Hello Everyone,
I have been for the last couple of days,well two weeks to be precise, been trying to implement Yen's k shortest path algorithm. The algorithm is described in a paper from the 1970s
The link K-th Shortest Path Problem has the paper and a few previous papers in case someone is interested in learning more about the algorithm and its alternatives.
Basically, Yen's algorithm is a mutation algorithm which gets rids of segments(called arcs in the paper) of the previously shortest paths and recomputes the shortest path. I have been using dijkstra's algorithm in order to get the shortest paths.(it works just fine, I ran multiple tests on it.)
So, I have been trying to get Yen's algorithm working, and I have run into a theoretical question. Let us assume that we have a random graph in which the first 6 paths between nodes 0 and 50 are as follows: (Generated via a BFS algorithm to get all the paths connecting the two nodes which are then sorted)

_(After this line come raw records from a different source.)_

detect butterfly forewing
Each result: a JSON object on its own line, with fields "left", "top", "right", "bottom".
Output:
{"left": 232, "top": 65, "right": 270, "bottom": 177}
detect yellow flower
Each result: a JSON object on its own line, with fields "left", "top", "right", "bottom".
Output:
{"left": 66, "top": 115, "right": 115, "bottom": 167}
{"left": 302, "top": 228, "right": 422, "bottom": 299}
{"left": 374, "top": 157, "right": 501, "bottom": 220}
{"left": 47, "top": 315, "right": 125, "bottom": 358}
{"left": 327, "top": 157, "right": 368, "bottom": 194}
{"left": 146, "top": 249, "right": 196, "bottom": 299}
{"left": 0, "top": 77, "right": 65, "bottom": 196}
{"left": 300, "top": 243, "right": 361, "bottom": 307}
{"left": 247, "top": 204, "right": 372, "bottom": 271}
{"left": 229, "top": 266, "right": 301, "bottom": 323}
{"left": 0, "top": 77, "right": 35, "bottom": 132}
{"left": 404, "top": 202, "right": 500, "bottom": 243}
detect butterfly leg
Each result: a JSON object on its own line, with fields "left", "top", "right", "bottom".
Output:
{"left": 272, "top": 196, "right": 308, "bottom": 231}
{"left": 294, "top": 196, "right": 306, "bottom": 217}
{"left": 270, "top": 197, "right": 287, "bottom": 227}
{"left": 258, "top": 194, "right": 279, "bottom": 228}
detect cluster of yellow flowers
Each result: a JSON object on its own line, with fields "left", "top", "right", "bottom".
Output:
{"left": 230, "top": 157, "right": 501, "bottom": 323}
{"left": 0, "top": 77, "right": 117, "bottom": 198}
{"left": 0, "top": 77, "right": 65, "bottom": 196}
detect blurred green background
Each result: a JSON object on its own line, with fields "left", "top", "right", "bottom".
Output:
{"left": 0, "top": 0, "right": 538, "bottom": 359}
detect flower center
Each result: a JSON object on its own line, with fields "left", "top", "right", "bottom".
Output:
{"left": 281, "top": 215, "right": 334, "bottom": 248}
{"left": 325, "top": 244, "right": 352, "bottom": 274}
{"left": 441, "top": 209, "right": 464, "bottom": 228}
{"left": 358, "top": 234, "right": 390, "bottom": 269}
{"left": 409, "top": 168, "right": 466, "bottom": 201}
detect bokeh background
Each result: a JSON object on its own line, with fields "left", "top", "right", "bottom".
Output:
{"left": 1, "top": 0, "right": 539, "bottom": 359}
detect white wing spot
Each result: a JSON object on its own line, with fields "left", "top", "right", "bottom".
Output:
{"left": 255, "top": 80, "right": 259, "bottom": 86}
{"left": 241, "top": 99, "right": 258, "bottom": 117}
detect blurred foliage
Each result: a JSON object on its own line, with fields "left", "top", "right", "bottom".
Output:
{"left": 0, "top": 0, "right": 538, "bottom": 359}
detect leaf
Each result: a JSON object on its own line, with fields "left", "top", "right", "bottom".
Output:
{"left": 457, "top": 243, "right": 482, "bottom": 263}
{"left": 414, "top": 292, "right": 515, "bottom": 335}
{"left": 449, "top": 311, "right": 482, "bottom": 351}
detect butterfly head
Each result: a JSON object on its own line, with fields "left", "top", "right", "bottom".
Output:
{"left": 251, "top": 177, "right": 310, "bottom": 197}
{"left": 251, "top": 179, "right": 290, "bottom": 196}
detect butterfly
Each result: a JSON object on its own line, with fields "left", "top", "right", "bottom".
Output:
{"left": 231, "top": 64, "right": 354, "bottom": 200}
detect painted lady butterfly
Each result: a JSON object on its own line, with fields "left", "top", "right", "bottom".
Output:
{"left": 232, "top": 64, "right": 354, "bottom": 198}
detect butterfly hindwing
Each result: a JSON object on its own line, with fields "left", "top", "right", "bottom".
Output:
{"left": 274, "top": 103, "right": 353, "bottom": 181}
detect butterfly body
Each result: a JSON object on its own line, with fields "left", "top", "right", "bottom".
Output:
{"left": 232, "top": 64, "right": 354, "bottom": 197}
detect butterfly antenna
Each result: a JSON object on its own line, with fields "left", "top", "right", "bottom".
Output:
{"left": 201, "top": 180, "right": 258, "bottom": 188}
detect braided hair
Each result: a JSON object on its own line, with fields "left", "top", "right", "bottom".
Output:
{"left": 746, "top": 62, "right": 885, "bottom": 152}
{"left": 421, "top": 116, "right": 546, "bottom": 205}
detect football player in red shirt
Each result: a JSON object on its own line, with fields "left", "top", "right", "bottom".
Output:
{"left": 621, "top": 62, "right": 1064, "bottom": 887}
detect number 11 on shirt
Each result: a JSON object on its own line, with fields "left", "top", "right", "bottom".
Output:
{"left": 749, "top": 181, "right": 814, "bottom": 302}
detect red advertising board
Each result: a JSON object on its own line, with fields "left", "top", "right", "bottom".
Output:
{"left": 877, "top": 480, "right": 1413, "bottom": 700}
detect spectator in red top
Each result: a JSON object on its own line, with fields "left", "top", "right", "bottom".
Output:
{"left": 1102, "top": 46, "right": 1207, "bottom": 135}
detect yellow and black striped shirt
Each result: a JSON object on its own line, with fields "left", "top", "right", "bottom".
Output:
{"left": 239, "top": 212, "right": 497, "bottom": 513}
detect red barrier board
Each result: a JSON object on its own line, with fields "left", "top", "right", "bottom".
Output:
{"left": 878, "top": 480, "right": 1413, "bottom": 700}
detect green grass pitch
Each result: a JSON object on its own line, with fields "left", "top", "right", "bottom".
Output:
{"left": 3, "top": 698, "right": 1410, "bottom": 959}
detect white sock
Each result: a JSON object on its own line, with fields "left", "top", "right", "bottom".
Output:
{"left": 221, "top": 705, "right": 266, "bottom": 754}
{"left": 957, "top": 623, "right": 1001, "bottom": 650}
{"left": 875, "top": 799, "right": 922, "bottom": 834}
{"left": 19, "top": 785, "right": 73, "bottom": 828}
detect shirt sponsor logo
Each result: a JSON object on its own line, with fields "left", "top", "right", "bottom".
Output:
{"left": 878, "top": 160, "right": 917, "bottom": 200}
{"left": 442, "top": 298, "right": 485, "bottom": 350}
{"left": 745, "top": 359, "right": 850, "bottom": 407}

0 375 45 46 47 49 50 1.160189
0 375 45 47 49 50 1.16443
0 375 45 46 47 48 50 1.164553
0 375 45 47 48 50 1.168793
0 375 45 46 47 48 49 50 1.174494
0 375 45 47 48 49 50 1.178735
here the floating point number at the end of each line is the "distance" of the path. My question is, how does the Yen's algorithm get the 6th path. From my understanding of the paper it checks if the the first i nodes of the k-1th path correspond to the first i nodes of the previously found paths, if so then d[i][q]=infinity where q is the next node in the path.
Practically speaking to get from the 1st path to the 2nd path, we remove 45-46 in the first path and it recomputes the path. To get from 2nd to 3rd, we get rid of 47-49 in the second path forcing the algorithm to find a new path linking 0 through 47 and 47 through 50 which can then stored.
But when we get to the 6th path, it removes 45-46 but it has to also remove 45-47 since the first 3 nodes of the 5th path also matches the first 3 nodes of the 2nd path( if we don't set this to infinity, then the alogrithm starts cycling between shortest found paths). I do not see how we can get the 6th shortest path.
Any ideas? Am I missing something completely obvious from the paper? Can anyone recommend any books/articles that I can go through which might better explain this. I would prefer not to look through other people's implementation(I have found some MATLAB implementation online but I have been having problems getting through the syntax--it also doesn't help that the documentation for the code is in mandarin). In case someone coded up a solution in C which has some documentation in english that would be helpful too.
Message me in case you guys need more information, and Thanks for all the help.